Don't get me wrong, I love your articles - very educational. But I still think you have a one-dimensional view of slow bowling. Another way to get wickets is to apply scoreboard pressure and bowl maidens. No better way than to dart the ball in and strangle the batsman. I can't help thinking that I'd rather have my 3-11 off 8 overs last Sunday than your 1-20 off 1 over. Mind you, we were defending 197, so the scoreboard pressure was heavier.

Most amateur spin bowlers bowl far too slowly anyway. You can put more revs on it that a washing machine but if its dribbling down here at barely 40mph you're gonna be fetching it from the car park all afternoon.

@ AB - how do you know if you're bowling too slowly?

Tom - my thoughts on spin bowling pace.
I think you'll know when you start bowling too slowly!!! It's too slow when the batsman can easily double step the ball, hit it before it bounces or on the half volley, or get into position to play an innovative stroke like the dill scoop without any apparent risk.

There are lots of advantages for slower spinners, and also lots of advantages for quicker spinners. But you can't just pick a magically correct pace, there is no "perfect" pace for a spin bowler. Sydney Barnes was a medium pacer-spinner, Graeme Swann spins the ball at a quick pace, and there are also many successful slower spinners like Shane Warne.

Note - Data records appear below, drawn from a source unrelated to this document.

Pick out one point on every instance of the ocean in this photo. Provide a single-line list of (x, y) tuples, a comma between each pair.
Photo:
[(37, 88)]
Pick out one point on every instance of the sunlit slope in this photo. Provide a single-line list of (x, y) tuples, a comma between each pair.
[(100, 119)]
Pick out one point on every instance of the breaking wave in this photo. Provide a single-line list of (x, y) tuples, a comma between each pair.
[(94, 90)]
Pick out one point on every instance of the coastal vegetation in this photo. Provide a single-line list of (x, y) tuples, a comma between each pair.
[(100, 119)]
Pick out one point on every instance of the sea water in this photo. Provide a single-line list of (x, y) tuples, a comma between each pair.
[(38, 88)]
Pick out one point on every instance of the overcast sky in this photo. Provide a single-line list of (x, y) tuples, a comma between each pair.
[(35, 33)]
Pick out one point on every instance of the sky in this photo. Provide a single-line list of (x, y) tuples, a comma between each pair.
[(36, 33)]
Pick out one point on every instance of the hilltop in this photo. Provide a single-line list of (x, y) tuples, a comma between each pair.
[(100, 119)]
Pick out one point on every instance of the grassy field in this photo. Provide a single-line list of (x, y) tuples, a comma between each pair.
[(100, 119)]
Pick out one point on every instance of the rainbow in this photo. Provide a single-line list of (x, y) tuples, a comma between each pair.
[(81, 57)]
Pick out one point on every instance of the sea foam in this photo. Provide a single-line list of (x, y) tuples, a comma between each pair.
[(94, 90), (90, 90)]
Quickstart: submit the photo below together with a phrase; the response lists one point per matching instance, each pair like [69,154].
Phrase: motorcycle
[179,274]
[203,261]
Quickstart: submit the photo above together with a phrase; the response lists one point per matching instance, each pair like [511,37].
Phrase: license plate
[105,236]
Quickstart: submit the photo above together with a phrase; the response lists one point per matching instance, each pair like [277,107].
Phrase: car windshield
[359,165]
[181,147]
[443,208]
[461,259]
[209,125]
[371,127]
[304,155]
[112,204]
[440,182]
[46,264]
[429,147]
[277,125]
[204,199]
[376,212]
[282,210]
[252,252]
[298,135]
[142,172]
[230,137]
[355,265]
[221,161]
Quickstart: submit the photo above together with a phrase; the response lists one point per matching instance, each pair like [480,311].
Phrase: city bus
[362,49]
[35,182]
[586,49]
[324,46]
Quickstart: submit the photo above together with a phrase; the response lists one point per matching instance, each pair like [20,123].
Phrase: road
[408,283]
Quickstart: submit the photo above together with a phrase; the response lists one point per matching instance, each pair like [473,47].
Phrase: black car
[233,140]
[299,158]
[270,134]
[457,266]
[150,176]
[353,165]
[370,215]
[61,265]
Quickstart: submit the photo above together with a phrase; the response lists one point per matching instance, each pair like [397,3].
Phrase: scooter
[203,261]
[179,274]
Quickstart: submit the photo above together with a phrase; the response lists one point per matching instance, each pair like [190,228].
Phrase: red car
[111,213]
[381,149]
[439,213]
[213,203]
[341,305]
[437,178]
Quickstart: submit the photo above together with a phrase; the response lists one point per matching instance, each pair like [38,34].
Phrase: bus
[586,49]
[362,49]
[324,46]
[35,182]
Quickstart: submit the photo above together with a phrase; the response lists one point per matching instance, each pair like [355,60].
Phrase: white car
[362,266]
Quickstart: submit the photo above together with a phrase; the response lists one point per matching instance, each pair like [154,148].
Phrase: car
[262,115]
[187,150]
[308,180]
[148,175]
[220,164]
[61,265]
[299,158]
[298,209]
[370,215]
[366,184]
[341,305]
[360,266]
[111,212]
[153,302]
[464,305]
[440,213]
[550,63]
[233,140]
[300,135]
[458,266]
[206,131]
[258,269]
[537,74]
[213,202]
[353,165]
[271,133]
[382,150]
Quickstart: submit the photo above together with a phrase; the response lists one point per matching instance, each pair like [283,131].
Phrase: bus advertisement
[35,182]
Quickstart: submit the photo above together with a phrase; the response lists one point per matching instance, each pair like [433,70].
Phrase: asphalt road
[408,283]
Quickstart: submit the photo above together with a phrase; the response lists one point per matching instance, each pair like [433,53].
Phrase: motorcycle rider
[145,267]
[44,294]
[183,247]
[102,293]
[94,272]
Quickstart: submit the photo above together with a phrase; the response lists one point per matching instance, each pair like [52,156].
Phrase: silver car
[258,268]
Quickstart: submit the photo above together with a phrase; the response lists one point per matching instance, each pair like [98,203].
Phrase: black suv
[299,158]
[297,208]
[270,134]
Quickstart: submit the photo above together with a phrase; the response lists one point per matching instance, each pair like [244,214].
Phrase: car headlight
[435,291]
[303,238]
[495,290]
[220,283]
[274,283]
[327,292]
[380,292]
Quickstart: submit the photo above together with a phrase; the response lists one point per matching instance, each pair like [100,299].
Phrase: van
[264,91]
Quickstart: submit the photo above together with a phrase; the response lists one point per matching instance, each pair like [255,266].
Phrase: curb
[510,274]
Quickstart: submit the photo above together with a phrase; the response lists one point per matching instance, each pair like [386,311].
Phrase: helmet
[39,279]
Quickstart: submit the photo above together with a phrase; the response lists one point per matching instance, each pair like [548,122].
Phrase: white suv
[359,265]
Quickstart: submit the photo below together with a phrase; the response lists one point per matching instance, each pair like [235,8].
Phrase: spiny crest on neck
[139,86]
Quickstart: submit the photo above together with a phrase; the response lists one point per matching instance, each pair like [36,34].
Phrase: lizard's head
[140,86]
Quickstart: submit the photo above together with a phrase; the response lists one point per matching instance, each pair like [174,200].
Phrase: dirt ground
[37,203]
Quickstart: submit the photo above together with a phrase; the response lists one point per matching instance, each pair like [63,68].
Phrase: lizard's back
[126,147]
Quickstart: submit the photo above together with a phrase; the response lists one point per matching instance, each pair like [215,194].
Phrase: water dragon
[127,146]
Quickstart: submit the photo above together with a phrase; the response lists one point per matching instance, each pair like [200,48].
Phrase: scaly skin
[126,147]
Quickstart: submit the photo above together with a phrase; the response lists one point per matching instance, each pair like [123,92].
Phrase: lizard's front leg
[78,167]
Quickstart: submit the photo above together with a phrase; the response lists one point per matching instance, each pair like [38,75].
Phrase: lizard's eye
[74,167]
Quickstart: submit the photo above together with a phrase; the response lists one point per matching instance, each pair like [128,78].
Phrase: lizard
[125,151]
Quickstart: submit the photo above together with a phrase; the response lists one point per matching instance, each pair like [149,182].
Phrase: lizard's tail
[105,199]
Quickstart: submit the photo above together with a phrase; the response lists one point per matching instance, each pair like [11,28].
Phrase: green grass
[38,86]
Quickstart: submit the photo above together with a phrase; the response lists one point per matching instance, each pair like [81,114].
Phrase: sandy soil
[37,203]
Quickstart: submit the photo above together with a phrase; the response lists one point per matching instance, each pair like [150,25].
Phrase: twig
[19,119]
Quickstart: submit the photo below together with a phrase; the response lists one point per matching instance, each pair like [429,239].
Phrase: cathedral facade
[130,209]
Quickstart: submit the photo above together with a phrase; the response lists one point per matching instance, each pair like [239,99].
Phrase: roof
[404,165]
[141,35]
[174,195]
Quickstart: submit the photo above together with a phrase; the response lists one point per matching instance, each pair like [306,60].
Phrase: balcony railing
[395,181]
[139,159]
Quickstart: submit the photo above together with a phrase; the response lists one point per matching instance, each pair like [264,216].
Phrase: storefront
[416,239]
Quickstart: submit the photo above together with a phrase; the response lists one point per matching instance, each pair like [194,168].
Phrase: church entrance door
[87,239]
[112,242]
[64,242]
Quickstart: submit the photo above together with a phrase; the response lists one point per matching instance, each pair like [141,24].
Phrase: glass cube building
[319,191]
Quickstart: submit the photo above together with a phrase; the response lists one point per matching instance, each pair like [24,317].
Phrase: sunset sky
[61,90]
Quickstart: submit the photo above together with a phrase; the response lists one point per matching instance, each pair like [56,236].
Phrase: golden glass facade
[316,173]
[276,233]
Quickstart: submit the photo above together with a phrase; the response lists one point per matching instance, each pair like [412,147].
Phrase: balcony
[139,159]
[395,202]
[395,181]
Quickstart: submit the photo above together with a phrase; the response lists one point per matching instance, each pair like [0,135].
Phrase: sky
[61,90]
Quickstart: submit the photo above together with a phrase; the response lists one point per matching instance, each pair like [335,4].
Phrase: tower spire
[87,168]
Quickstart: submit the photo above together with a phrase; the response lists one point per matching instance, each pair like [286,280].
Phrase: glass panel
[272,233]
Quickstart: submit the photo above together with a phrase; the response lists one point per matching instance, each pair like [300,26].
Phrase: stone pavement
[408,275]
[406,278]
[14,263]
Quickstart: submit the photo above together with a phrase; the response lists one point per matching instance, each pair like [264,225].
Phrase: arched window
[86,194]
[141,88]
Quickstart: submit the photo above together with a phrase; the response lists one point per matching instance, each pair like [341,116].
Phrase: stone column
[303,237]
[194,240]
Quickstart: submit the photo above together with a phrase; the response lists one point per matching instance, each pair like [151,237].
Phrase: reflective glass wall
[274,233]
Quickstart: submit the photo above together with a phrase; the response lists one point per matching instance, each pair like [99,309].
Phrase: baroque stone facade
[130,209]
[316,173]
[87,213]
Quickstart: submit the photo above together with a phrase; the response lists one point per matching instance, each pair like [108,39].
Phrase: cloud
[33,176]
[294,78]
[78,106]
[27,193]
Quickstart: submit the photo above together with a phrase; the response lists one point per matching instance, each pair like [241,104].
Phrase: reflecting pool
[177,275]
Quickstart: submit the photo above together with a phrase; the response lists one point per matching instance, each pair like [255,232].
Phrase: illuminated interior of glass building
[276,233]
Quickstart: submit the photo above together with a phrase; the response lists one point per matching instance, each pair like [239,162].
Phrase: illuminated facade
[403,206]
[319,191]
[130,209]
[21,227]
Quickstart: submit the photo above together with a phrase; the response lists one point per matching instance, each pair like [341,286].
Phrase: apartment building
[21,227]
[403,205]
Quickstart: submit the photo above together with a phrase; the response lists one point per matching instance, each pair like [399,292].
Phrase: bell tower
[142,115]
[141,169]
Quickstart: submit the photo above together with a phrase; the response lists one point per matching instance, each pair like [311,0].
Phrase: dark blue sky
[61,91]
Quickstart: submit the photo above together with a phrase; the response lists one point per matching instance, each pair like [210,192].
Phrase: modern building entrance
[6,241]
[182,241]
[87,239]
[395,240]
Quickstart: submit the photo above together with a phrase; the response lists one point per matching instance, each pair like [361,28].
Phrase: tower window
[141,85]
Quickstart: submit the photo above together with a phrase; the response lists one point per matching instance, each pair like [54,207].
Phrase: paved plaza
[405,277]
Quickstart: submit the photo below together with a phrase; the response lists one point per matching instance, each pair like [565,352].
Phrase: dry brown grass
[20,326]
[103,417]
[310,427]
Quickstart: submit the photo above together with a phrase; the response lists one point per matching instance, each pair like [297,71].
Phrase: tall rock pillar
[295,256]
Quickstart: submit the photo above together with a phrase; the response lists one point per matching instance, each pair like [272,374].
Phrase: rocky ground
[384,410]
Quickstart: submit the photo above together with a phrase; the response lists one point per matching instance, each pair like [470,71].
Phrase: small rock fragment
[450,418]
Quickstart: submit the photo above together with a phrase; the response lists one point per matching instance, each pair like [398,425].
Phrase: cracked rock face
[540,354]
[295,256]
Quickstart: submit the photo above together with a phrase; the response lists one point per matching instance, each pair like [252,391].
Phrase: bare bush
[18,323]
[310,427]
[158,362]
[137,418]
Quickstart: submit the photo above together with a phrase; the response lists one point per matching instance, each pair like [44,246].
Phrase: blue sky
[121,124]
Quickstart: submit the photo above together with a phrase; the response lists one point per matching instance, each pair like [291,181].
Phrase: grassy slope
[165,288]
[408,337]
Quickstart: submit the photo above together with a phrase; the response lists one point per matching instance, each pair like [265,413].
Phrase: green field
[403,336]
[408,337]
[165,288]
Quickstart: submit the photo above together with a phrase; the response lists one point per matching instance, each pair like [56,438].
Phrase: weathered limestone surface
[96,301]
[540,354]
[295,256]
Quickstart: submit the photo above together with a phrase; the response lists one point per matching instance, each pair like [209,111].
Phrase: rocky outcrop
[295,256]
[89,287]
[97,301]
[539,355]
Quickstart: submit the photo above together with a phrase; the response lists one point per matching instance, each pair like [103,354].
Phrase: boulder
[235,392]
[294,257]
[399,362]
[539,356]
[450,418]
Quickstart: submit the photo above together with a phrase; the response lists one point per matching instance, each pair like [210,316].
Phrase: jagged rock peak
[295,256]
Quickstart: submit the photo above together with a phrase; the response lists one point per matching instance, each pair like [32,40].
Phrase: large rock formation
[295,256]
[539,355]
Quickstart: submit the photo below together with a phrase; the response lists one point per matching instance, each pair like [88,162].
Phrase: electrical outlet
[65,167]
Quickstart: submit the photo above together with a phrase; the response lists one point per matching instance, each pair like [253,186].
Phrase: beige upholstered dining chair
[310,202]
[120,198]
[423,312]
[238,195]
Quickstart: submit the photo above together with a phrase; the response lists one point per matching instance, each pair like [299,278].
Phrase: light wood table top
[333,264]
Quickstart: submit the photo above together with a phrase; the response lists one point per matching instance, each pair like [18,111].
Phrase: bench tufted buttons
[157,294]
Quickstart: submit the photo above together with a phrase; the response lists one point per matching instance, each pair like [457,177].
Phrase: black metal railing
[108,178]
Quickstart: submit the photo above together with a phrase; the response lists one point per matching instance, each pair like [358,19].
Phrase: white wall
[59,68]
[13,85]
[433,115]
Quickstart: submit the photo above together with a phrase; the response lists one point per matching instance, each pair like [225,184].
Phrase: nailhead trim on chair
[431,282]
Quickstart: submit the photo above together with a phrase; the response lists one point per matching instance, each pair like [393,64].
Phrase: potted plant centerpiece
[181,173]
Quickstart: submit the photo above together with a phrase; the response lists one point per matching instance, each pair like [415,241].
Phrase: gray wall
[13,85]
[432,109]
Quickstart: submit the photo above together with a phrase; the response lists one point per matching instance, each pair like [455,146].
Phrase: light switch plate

You should actually have 3 paces: Your stock pace, which is the pace at which you get maximum revs. A slightly slower pace for more turn / confusing the batsman. And a quicker pace for rushing the batsman.

Add that to your already impressive repertoire of drift, dip, turn, bounce, skid, varying trajectories, and variarion in line, flight, and angle, and you will certainly be more effective.